Molestie, Catherine Deneuve spiazza tutti: «Permettiamo agli uomini di importunarci»

Non è diventata uno dei miti più inossidabili del fascino femminile per un semplice caso. Chaterine Deneuve centellina le sue uscite pubbliche, ma, quando si fa sentire, non lascia mai indifferenti, come in questi ultima occasione, in cui dice la sua sui casi di molestie cresciuti come funghi e sul gioco mediatico al massacro  che ne è seguito. La Deneuve condanna, sì, le molestie, ma difende anche il diritto alla seduzione e al corteggiamento.   «Difendiamo la libertà di importunarci»,  proclama apertamente insieme ad altre cento firmatarie in una lettera aperta pubblicata su Le Monde.  Nella missiva si contesta quello che viene definito un «nuovo puritanesimo». «Lo stupro è un crimine. Ma tentare di sedurre qualcuno, anche in maniera insistente o maldestra, non è un reato, né la galanteria è un’aggressione del maschio» scrivono le donne del collettivo, condannando la «caccia alle streghe» che è seguita allo scandalo Weinstein che minaccia la libertà sessuale.

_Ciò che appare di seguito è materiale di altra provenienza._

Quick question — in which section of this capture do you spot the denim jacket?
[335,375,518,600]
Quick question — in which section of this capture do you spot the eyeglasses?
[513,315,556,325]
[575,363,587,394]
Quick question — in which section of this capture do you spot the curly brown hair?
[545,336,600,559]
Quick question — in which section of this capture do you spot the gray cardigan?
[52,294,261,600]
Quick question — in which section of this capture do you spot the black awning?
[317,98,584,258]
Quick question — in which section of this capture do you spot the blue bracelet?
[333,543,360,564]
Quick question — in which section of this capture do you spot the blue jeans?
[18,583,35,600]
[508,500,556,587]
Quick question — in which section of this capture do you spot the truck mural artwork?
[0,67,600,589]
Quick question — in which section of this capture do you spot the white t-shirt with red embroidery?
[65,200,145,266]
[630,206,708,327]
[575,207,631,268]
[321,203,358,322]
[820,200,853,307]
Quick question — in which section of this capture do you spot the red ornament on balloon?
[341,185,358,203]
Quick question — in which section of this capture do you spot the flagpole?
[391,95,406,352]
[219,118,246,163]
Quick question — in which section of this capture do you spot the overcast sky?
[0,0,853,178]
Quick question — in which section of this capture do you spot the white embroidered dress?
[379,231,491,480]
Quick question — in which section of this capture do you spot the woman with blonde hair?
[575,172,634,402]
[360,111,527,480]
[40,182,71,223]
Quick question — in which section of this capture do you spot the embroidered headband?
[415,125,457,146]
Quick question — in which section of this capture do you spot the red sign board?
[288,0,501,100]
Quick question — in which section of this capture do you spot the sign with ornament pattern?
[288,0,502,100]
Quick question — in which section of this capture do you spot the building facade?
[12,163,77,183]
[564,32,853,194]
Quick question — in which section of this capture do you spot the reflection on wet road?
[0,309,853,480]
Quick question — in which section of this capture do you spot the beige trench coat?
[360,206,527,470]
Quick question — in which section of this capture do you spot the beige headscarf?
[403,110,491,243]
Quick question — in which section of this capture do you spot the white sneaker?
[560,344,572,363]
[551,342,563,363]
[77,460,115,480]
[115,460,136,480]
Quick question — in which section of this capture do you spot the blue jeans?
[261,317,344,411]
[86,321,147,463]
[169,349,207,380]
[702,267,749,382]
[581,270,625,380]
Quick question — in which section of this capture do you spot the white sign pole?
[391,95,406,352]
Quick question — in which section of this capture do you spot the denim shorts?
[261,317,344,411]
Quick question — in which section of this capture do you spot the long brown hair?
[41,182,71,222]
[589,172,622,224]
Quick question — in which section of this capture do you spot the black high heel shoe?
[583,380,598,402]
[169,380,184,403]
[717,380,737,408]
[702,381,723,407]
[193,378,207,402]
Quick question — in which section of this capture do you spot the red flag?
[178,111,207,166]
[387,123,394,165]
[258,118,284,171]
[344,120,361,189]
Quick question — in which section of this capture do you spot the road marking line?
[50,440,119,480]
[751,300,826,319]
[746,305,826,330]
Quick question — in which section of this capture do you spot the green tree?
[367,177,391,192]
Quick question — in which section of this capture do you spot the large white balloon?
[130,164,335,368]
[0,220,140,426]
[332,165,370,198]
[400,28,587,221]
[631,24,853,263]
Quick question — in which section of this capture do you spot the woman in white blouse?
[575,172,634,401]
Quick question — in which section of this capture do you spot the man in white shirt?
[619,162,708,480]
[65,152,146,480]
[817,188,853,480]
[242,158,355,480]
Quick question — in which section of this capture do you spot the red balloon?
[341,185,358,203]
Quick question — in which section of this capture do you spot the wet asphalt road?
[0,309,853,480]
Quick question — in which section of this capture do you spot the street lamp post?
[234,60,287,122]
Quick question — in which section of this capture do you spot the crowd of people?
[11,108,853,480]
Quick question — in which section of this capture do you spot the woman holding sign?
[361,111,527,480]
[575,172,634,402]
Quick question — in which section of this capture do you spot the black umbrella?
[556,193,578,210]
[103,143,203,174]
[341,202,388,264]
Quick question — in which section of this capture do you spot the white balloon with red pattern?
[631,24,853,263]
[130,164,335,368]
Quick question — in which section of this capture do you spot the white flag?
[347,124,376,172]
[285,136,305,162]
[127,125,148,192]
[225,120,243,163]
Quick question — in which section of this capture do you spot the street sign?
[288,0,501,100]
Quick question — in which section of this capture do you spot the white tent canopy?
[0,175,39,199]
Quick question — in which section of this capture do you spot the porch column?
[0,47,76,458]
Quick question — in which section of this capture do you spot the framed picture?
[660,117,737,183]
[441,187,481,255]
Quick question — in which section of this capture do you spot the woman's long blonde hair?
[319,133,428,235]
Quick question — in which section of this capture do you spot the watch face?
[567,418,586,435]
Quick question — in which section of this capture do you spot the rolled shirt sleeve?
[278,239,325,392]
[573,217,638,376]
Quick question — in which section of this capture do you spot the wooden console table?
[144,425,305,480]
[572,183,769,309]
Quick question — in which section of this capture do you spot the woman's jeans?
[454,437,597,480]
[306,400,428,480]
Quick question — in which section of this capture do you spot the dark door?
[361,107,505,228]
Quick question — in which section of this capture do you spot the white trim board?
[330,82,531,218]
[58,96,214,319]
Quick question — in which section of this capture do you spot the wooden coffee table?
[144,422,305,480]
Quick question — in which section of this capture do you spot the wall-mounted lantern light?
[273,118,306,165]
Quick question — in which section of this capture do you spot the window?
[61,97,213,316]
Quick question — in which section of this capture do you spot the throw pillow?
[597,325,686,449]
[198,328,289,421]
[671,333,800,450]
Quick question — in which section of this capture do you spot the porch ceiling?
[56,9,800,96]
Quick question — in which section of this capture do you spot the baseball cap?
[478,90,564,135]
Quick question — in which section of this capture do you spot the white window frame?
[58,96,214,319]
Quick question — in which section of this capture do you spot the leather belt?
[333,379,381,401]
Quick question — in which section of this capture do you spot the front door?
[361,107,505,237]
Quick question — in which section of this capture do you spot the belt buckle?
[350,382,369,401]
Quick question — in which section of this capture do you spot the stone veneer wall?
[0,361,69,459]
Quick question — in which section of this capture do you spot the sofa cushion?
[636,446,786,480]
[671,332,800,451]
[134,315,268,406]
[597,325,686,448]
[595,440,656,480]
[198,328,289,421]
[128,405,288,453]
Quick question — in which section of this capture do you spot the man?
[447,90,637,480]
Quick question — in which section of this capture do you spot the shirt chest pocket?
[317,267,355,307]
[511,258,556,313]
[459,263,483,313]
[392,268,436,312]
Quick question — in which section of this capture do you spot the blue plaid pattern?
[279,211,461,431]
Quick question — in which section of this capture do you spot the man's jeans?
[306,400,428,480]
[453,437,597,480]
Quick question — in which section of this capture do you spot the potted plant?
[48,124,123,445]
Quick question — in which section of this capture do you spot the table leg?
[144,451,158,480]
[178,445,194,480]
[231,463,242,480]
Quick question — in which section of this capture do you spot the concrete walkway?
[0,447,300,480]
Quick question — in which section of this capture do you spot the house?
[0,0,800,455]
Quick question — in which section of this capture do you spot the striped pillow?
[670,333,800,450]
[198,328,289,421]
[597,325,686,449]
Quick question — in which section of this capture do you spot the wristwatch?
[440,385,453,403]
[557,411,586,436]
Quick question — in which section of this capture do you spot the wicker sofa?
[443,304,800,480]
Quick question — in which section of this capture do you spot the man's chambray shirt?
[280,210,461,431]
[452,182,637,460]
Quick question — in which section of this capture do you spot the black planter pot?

Femminismo non significa «odiare gli uomini e la sessualità». Insieme con la Deneuve  ci sono  la giornalista Elisabeth Levy, le scrittrici Catherine Millet e Catherine Robbe-Grillet, l’attrice Ingrid Caven, l’editrice Joelle Losfeld. Tutte d’accordo sul fatto che le iniziative come #MeToo abbiano contribuito a «liberare la parola» insieme a una «legittima presa di coscienza delle violenze sessuali esercitate sulle donne, in particolare in ambito professionale». Ma sono tutte altrettanto decise nel condannare che #MeToo abbia «comportato, sulla stampa e sui social network, una campagna di delazioni e accuse pubbliche di individui che, senza che si lasci loro la possibilità di rispondere o di difendersi, vengono messi esattamente sullo stesso piano di violentatori. Questa giustizia sbrigativa – continuano le donne nella loro denuncia – ha già fatto le sue vittime, uomini puniti nell’esercizio del loro lavoro, costretti a dimettersi, avendo avuto come unico torto quello di aver toccato un ginocchio, tentato di strappare un bacio, o aver parlato di cose intime in una cena di lavoro, o aver inviato messaggi a connotazione sessuale a una donna che non era egualmente attirata sessualmente».